S2 horn wiring.

S2 horn wiring.

Author
Discussion

MartinBrown2409

Original Poster:

65 posts

109 months

Monday 7th January 2019
quotequote all
Hi all, I have managed to get all electrics working so far on my 1990 S2 apart from the horn. Haven’t managed to look under any other S bonnet so hoping someone here can help me with wiring tips as I haven’t been able to find any info as such. Have twin horns but no wires going to one of them at all. Have a purple wire that is really stretched to connect to one horn, in this “loom” there is a black earth connected to the chassis.
From another loom I have a black wire connected to the same horn and a two purple wires going into same connector not connected to anything.
Have tried a few different combinations but not getting anywhere. It isn’t the fuse, hopefully someone has similar setup and can tell me which goes where.
Thanks

phillpot

17,116 posts

183 months

Monday 7th January 2019
quotequote all

Do you have...........

a. a wiring diagram?

B. a test lamp or meter?


Feed to horns should be purple with a black trace, this should become live when horn push is pushed. This wire may split somewhere to feed both horns or it may "piggyback from one horn to the other.
If no live then try fuse (there have been a few fuse box layouts, sure you're checking the right one?) if fuses all okay you've got a bigger problem!

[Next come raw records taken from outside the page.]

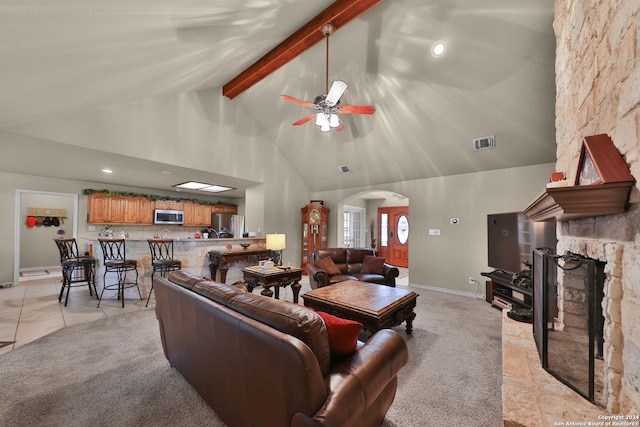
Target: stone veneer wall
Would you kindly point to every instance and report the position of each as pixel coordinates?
(598, 91)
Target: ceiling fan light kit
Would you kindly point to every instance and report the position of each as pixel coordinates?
(327, 105)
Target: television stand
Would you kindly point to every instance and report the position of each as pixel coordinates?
(503, 294)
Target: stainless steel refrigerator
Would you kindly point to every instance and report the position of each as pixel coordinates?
(228, 223)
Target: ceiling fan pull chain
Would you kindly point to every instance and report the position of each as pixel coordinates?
(326, 71)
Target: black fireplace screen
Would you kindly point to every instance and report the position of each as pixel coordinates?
(568, 321)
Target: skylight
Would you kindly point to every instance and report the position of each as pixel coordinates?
(201, 186)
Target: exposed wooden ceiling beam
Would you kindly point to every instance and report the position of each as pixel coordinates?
(339, 14)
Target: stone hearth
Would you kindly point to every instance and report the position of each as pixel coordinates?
(531, 396)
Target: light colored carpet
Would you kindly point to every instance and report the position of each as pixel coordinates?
(113, 372)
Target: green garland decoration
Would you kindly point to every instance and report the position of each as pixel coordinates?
(151, 197)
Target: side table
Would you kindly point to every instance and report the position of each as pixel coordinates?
(273, 277)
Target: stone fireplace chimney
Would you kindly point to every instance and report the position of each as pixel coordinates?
(598, 92)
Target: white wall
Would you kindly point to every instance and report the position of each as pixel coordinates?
(448, 260)
(36, 243)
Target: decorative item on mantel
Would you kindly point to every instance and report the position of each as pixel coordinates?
(276, 243)
(602, 186)
(558, 179)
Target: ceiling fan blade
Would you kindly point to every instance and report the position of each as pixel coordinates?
(298, 101)
(357, 109)
(305, 120)
(337, 89)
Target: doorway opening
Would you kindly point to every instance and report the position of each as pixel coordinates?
(385, 218)
(34, 249)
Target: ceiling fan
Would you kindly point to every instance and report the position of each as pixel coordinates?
(327, 105)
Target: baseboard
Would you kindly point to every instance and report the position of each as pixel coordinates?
(448, 291)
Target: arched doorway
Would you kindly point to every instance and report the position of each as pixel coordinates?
(386, 226)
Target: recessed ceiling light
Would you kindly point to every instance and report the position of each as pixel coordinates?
(438, 48)
(191, 185)
(201, 186)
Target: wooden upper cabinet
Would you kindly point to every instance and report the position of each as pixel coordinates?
(98, 208)
(196, 214)
(105, 209)
(172, 205)
(224, 208)
(146, 208)
(138, 210)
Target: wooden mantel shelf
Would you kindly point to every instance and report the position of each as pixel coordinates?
(581, 201)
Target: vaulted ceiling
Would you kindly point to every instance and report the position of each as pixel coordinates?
(496, 78)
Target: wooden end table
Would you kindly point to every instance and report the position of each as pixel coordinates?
(221, 258)
(375, 306)
(273, 277)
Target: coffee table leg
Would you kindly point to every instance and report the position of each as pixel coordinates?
(251, 283)
(410, 318)
(296, 290)
(266, 291)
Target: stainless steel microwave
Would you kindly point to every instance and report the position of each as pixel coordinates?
(162, 216)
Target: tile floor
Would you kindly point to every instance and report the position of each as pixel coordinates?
(31, 309)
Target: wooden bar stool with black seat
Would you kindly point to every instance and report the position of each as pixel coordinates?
(77, 270)
(114, 252)
(161, 259)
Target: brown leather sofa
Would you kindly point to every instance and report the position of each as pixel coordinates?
(350, 263)
(258, 361)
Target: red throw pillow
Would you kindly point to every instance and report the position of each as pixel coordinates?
(372, 264)
(343, 334)
(328, 265)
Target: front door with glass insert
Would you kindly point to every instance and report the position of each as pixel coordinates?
(394, 235)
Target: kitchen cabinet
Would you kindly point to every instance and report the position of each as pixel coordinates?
(197, 215)
(98, 208)
(172, 205)
(138, 210)
(224, 208)
(105, 209)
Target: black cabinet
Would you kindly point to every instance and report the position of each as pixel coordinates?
(502, 293)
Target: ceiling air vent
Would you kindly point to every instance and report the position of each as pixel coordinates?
(484, 143)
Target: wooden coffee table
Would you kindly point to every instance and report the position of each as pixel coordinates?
(273, 277)
(375, 306)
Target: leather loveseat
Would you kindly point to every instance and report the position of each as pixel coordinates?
(332, 265)
(259, 361)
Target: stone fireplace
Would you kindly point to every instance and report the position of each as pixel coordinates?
(597, 92)
(568, 323)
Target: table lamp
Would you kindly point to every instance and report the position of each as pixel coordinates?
(276, 242)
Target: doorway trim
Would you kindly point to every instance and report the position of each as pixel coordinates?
(18, 223)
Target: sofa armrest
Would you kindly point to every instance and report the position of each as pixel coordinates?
(317, 277)
(390, 271)
(359, 380)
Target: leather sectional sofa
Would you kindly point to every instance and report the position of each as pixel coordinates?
(349, 264)
(258, 361)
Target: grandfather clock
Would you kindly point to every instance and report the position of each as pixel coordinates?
(315, 226)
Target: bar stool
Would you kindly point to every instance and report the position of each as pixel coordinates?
(114, 252)
(161, 259)
(77, 270)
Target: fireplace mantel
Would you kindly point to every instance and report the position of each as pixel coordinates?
(580, 201)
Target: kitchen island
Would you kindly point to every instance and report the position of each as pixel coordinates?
(193, 253)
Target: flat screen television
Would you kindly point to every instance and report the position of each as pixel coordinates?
(512, 237)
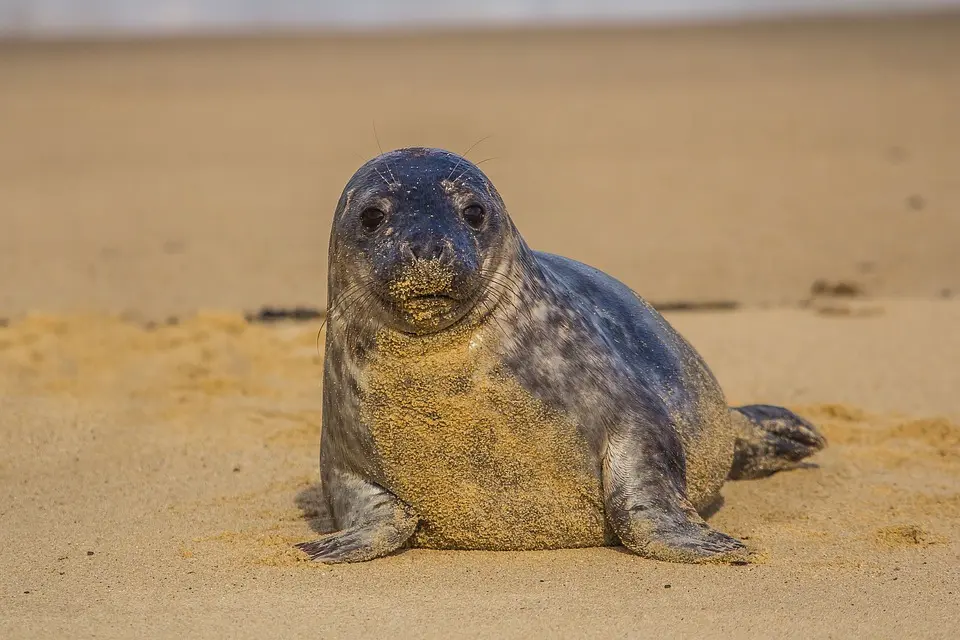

both horns will require an earth from their other connection to, you've guessed, earth. If the earths are good trying using a spare length of wire and holding on battery +ve and touch horn terminal...... any noise?


There may, or may not, be a relay in the circuit? Wiring diagrams in Steve Heath book show a relay on the V8s (think my S3 has one but too cold to go out and look) but S3/V8s fuse and relay layout doesn't show a relay???





Edited by phillpot on Monday 7th January 20:51

MartinBrown2409

Original Poster:

65 posts

109 months

Monday 7th January 2019
quotequote all
Thanks I will give that a try, I believe that the same fuse does the clock as well and that’s now working. Yes the purple wires do have a black trace. So I have twin purple and a single purple and two earths so looks like maybe the earths aren’t good enough.

Steve_D

13,747 posts

258 months

Monday 7th January 2019
quotequote all
Back to basics start by taking live & earth wires direct from the battery and prove each horn actually works. Then connect the earth wires from the loom to each horn and prove those with the battery live.
Then all you need to do is find some +12v for the purple/blacks. Simples.

Steve

RayTVR

1,040 posts

143 months

Tuesday 8th January 2019
quotequote all
Sorry if this is completely obvious, but...

You do know the horn push is on the end of the left hand stalk and not the centre of the wheel?

MartinBrown2409

Original Poster:

65 posts

109 months

Tuesday 8th January 2019
quotequote all
Hi Ray, lol.. yes mate. But you never know....

MartinBrown2409

Original Poster:

65 posts

109 months

Tuesday 8th January 2019
quotequote all
Hi all, thanks for advice, complete novice when it comes to car electrics. Horn now working, poor earths.

greymrj

3,316 posts

204 months

Wednesday 9th January 2019
quotequote all
good to know you have sorted it. Just one extra thought for the future. You may find that the wiring for the horn comes forward from the passenger side, crosses across the front and loops back to the passengers side horn then parallels to the drivers side. A lot of wasted wiring and potential problems! If you ever start tidying the front harness (sounds like you may need to as there can be quite a few corroded joints etc|) then find the purple/black on the passengers side and connect direct to the passengers side horn and loop on directly to the drivers side horn, and shorten the earth wiring in the same way. Couple of meters of wiring junk removed!
The S can also suffer from insufficient earth capacity to the front lights, which puts too much strain on the existing earthing connections. I have run a new, heavier duty, earth to the chassis under the swirl pot.